Il a ému François Mauriac, été mis en musique par Gabriel Fauré, chanté par Julien Clerc, mais a pourtant été "oublié": Jean de La Ville de Mirmont, poète bordelais au destin brisé à 27 ans à la Grande guerre, connait à l'approche du centenaire de sa mort un regain d'intérêt que sa ville natale devrait sceller dans la pierre. [Vous devez être inscrit et connecté pour voir cette image]
"Vaisseaux, nous vous aurons aimés en pure perte / ... / Je suis de ceux dont les désirs sont sur la terre / Le souffle qui vous grise emplit mon cœur d'effroi / Mais votre appel, au fond des soirs, me désespère / Car j'ai de grands départs inassouvis en moi".
Pour ses admirateurs, De La Ville aurait pu être l'un des "grands" du XXe siècle. Ses vers jouent une musique de désenchantement, une mélancolie, et à la fois une ferveur, une quête, non sans évoquer Baudelaire.

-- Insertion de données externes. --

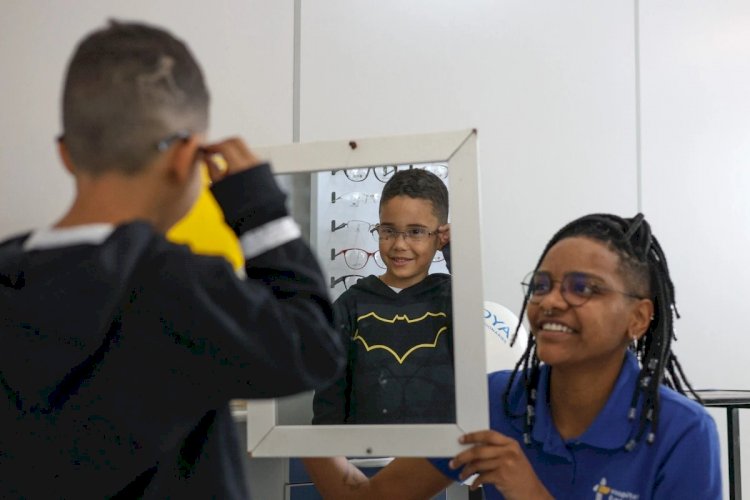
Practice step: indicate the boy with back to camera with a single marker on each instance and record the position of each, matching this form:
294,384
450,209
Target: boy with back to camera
122,350
398,325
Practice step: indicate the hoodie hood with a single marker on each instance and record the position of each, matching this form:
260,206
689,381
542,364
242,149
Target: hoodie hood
59,290
372,285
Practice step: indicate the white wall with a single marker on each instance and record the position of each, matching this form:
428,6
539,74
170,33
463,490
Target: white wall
551,86
695,76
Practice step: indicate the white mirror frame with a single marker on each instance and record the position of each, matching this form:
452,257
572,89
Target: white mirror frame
459,150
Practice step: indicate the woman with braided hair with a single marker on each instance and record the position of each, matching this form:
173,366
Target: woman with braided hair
596,406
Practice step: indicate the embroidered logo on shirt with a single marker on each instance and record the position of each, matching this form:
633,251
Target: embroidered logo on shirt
603,491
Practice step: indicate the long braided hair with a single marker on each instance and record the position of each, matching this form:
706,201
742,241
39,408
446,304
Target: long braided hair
642,262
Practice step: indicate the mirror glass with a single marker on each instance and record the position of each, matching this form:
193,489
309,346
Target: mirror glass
410,373
400,354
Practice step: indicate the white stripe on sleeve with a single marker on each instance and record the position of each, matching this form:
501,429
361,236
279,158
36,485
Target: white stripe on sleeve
270,235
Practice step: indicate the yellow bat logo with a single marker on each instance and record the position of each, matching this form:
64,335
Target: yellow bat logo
385,337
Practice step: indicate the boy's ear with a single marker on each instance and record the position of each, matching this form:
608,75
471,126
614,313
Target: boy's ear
444,235
62,150
641,317
181,160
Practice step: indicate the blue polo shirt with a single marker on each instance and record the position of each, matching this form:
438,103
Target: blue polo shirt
683,461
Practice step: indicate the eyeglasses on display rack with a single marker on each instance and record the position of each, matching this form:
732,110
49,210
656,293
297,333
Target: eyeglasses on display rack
385,172
356,198
356,226
576,288
348,280
360,174
357,258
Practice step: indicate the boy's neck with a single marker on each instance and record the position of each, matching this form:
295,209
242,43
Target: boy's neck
113,199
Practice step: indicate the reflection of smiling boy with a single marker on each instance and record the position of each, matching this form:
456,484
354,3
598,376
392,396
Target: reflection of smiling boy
398,325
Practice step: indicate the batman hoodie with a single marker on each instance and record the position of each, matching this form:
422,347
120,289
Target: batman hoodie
400,364
121,350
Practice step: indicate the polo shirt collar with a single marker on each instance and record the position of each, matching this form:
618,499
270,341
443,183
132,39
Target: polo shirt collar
610,430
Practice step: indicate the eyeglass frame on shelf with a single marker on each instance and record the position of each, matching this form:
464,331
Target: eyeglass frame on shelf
375,256
335,227
342,279
375,197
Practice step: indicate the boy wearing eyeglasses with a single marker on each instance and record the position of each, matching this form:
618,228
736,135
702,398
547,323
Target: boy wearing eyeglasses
121,350
398,325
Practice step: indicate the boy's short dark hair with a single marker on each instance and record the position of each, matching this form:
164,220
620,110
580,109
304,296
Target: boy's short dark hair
420,184
128,87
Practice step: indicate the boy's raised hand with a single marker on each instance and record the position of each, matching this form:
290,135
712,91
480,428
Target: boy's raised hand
233,156
499,460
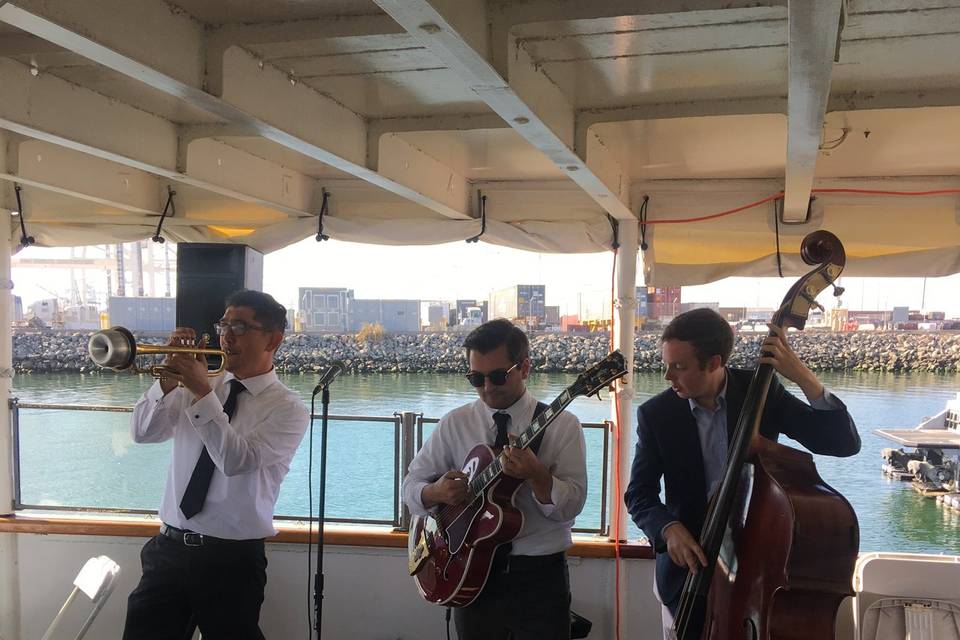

Avec, aussi, un court et unique roman à compte d'auteur, "les Dimanches de Jean Dézert", tiré de son expérience de fonctionnaire à la préfecture de la Seine. A la fois poignant et drôle, où le héros pousse ennui et médiocrité jusqu'à planifier son suicide un dimanche "afin de ne pas manquer son bureau". Et le rate.
"Il avait un génie propre, une voix assez unique", explique à l'AFP l'écrivain-journaliste Jérôme Garcin, séduit par une double verve: "d'un côté le romantisme du poète, sa quête jamais assouvie d'horizons, un authentique spleen, aux accents néo-baudelairiens. Et puis, au contraire l'ironie sourde, parfois cynique, du romancier frappant par son incroyable modernité".
Sa brève œuvre "est pourtant passée tout près de l'oubli, si sa mère n'avait publié ses vers trouvés dans son appartement après sa mort", raconte Michel Suffran, écrivain-historien bordelais épris de De La Ville comme d'un "écrivain fraternel". Il a réédité son oeuvre en 1992, et milite pour que sa mémoire ne soit pas "le fait de quelques érudits". "Un romancier d'avenir"
Car les mots de De La Ville touchèrent quiconque les croisa. En 1921, ses poèmes "L'Horizon chimérique" inspirèrent à Fauré quatre mélodies pour chant et piano. Mauriac, comparse d'université devenu ami à Paris, célébra ce "jeune homme éternel". Et dans un album en 2000, Julien Clerc composa un "Horizon chimérique" emprunté au poète-soldat.
Qu'aurait été l’œuvre de De La Ville, si le sergent n'avait été enseveli, nuque brisée par un obus, le 26 novembre 1914? "Nul ne peut dire, bien sûr, avance Suffran, qui relève que l'homme, pudique, qui n'avait jamais publié ses vers, n'aurait peut-être plus écrit".
Garcin pressent que le romantique en De la Ville "n'aurait sans doute pas survécu à la boucherie de 14-18; le poète des îles inatteignables aurait été renforcé dans sa noirceur. Par contre l'auteur des Dimanches, par sa modernité, son incroyable précocité intellectuelle, aurait sans doute été un romancier d'avenir".
"Surtout, la narration qu'il aurait faite de cette guerre, de ce qu'il y avait vécu, aurait donné un texte inouï", songe Garcin, fasciné par "la plénitude des vies brèves" comme celle de De La Ville. Et qui vient de publier un roman, "Bleus horizons", sur un ami imaginaire de l'écrivain-soldat, hanté par la mort de celui-ci à la guerre.
Certes la force de l’œuvre de De la Ville, conviennent ses fans, tient aussi au destin tragique, un peu à l'instar d'Alain-Fournier, l'auteur du Grand Meaulnes).
Mais 2014 devrait voir redécouvrir le poète-soldat. A Paris la BNF lui redonnera voix à l'exposition "Été 1914". Et Bordeaux réfléchit à un hommage qui pourrait voir ériger sur les quais un monument portant des vers du "voyageur inassouvi". La cité a déjà une rue De la Ville, mais au nom... du père, linguiste éminent et élu.
"Il était temps. Il faut que les villes aient de la mémoire, même si les hommes en ont plus ou moins", médite M. Suffran. Séduit par l'idée qu'à l'image des navires qui quittaient Bordeaux, échappant à De la Ville, son œuvre puisse, un siècle après, prendre un cours par lui jamais soupçonné.